Jehad could have flown straight to California to see the doctors who had offered him pro bono services. But the 27-year-old Al-Iraqiya employee wanted to stop over to personally thank all of the CPJ staff who had worked on his behalf. Jehad’s plight had touched CBS News correspondent Lara Logan, who met him in Iraq. She was the one who found the doctor in California and started raising money to bring him to the United States. When she soon discovered that she would need help with the logistics of such an enterprise, she turned to CPJ.
The road ahead for Jehad will not be easy. He wants to be able to run around again with a heavy professional video camera. But one of the 11 bullets that struck him back in December 2005 took out a 1.2-inch (3 cm) piece of his femur. The wound has healed and he can walk, albeit with a limp. He will not regain his former mobility without complex surgery.
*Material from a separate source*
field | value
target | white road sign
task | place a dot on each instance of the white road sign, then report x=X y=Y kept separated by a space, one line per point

But future problems were not on his mind the day he sat down for lunch with CPJ and Lara Logan and her staff. He spoke of his past triumph and present gratitude. He had conquered the odds merely by surviving and getting out of Iraq. And now he could not stop thanking people. He asked Lara Logan how he could ever thank her for her generosity. “By learning English,” she replied. Jehad acknowledged with a grin that was a debt that would take some time to repay.
And so, after a week in New York, Jehad came to say goodbye before flying off to see whether after three years, surgery could still help him. How was he feeling?
“I’m not a bit afraid. This after all, is what I have always wanted to do, see a doctor.”
And what did he want to do after that?
“I want to meet an American girl and get married.”